For 2017 as a whole, non-oil growth is expected to exceed the 4pc pace recorded in 2016 and the performance of the non-oil private sector also meant that overall economic growth for the first three quarters of the year improved on the 3.2pc rate posted during 2016 as a whole.

“With momentum remaining strong, estimates of non-oil growth in 2018 have been upgraded to 4.1pc,” said EDB’s chief economic advisor Dr Jarmo Kotilaine, while sharing key findings of the report with the media yesterday at the EDB’s office in Arcapita Building, Bahrain Bay.

“Bahrain’s economy continues to deliver at the upper end of expectations thanks to a combination of robust structural and countercyclical drivers.

“We expect this positive dynamic to continue into 2018 as the regional environment becomes more supportive of growth and as the diversified economy continues to expand, supported by an unprecedented investment pipeline.”

According to him, with growth becoming increasingly underpinned by improvements in productivity, Bahrain’s investment in infrastructure, regulatory reform and development of human capital will play a vital role in ensuring long-term, sustainable prosperity and expansion.

Non-oil growth in Bahrain is almost entirely driven by the private sector at a time of fiscal austerity, the report says.

The positive momentum is broad-based, characterised by strong performances across a number of areas.

The fastest-growing sectors in Q3 2017 were, once again, Social & Personal Services (mainly private education and health care) at 9.3pc YoY, followed by Hotels & Restaurants at 8.6pc and Trade at 7.7pc.

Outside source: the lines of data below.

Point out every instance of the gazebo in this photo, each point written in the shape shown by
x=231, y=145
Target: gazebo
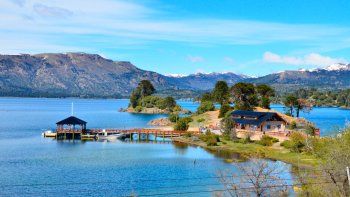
x=68, y=127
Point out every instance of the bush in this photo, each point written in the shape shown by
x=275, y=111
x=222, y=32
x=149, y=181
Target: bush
x=267, y=140
x=287, y=144
x=212, y=142
x=205, y=106
x=224, y=109
x=138, y=109
x=293, y=125
x=181, y=125
x=245, y=140
x=188, y=134
x=210, y=138
x=187, y=119
x=296, y=142
x=173, y=117
x=177, y=108
x=310, y=130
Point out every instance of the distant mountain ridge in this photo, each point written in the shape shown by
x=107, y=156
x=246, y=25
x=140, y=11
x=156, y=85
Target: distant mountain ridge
x=90, y=75
x=330, y=77
x=87, y=75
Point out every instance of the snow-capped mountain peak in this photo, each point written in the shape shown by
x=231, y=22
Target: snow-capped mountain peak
x=336, y=67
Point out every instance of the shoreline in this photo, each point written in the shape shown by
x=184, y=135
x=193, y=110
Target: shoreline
x=251, y=150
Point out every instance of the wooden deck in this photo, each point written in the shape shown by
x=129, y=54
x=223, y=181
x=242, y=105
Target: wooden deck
x=80, y=134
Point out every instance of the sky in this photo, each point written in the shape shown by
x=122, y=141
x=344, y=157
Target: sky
x=250, y=37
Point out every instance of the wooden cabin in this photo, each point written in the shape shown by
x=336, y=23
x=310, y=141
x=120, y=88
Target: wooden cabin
x=258, y=121
x=70, y=128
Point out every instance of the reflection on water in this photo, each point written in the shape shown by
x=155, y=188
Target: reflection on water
x=35, y=166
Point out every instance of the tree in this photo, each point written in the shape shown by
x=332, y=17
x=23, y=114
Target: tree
x=182, y=124
x=220, y=93
x=302, y=104
x=146, y=88
x=244, y=96
x=134, y=98
x=206, y=97
x=265, y=92
x=290, y=101
x=228, y=127
x=174, y=117
x=224, y=109
x=205, y=106
x=169, y=102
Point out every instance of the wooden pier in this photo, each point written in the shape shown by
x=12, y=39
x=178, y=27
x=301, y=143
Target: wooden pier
x=66, y=129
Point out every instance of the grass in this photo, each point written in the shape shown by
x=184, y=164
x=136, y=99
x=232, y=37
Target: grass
x=252, y=150
x=194, y=123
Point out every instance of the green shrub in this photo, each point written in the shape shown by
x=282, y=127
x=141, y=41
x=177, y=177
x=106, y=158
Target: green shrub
x=296, y=142
x=177, y=108
x=173, y=117
x=212, y=141
x=293, y=125
x=138, y=108
x=267, y=140
x=287, y=144
x=210, y=138
x=205, y=106
x=224, y=109
x=245, y=140
x=187, y=119
x=200, y=120
x=310, y=130
x=181, y=125
x=188, y=134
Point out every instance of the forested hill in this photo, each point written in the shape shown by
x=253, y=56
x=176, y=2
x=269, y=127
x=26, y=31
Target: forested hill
x=88, y=75
x=335, y=76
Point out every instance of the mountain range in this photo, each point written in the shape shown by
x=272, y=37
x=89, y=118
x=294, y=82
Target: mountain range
x=90, y=75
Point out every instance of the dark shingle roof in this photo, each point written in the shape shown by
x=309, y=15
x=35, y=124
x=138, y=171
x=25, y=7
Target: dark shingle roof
x=252, y=117
x=72, y=120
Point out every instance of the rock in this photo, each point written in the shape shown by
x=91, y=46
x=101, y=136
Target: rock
x=160, y=122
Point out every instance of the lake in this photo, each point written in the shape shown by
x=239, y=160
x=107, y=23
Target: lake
x=35, y=166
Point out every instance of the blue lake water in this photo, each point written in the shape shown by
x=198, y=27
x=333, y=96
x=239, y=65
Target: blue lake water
x=34, y=166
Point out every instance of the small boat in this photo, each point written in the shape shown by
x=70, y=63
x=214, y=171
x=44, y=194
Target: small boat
x=111, y=137
x=48, y=133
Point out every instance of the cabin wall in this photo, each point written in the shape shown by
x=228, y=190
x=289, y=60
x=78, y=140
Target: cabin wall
x=269, y=126
x=275, y=126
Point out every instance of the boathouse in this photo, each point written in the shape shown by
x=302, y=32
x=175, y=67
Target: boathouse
x=70, y=128
x=258, y=121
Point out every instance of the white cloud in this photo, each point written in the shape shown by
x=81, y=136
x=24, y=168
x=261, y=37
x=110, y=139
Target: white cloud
x=128, y=22
x=195, y=59
x=19, y=2
x=47, y=11
x=312, y=59
x=229, y=60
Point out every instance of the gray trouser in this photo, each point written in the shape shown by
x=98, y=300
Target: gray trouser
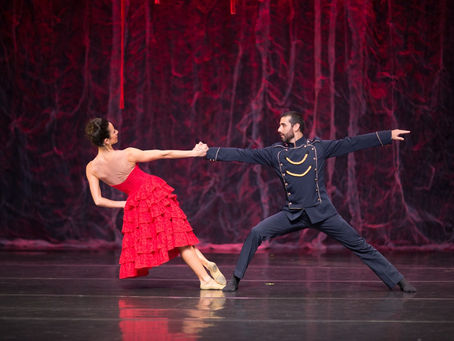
x=335, y=227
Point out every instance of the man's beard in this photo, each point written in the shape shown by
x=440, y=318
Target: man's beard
x=287, y=137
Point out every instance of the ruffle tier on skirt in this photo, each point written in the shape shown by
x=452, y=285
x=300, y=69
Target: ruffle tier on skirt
x=153, y=227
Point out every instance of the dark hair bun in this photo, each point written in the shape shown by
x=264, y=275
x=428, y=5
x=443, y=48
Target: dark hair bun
x=96, y=131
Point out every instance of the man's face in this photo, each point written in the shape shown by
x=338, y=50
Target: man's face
x=113, y=134
x=286, y=130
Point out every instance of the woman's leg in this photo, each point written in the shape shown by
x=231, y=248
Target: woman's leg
x=211, y=266
x=190, y=257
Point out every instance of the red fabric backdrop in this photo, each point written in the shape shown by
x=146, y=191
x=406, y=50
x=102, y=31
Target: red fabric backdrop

Transportation & Communications expanded by 5.8pc YoY while the Real Estate & Business Activities sector was 4.6pc larger than the year before.

The overall pace of YoY growth during the first three quarters of 2017 taken together broadly mirrored the Q3 figures.

The fastest growing single sector was Hotels & Restaurants which expanded by 11.4pc.

It was followed by Social & Personal Services at 9.7pc and Trade at 8.8pc.

Transportation & Communications grew by 6.6pc and Financial Services by 6.4pc.

By contrast, Construction sector growth moderated to 1.7pc and Manufacturing barely expanded by 0.5pc.

All of these point to the continued strong progress of economic diversification in an economy where the non-oil sector collectively already generate more than 80pc of GDP.

While growth is benefiting from a range of structural drivers, non-oil growth is particularly boosted by large-scale infrastructure investments at a time of historically subdued oil prices and low government spending growth.

The overall investment project pipeline is estimated to have increased by nearly 20pc last year and is led by $32bn worth of strategically important priority projects that are progressing according to plan.

These range from the $1.1 bn Airport Modernisation Project to the $3bn expansion of the Alba aluminium smelter and the $5bn Bapco Modernisation Project.

In many areas project implementation has been accelerating and this is set to continue this year.

For instance, during 2017 as a whole, the value of tendered projects as part of the GCC Development Fund rose from $3.9bn to more than $4.1bn.

The cumulative amount of money disbursed almost doubled from $751m in 4Q16 to $1.4bn a year later.

Survey data among local businesses concurs with the non-oil growth momentum reflected by the national accounts, although it also reflects differences in growth patterns among sectors.

According to the Quarterly Business Perceptions Survey (QBPS) undertaken by the Information & eGovernment Authority (iGA), over a quarter of the respondents had a favourable impression of the performance of the economy in Q3.

The 26.1pc reading marked a decline from 35.9pc in Q2.

Most respondents were neutral.

They accounted for 60.8pc of the total as compared to 51.4pc in Q2.

Forward-looking expectations have become marginally more cautious.

Nonetheless, nearly half the respondents – 47.7pc - were optimistic regarding Q4.This compares to 52.6pc reading a quarter earlier.

The share of neutral respondents was almost comparable at 46.1pc, which was up from 41.4pc in Q3.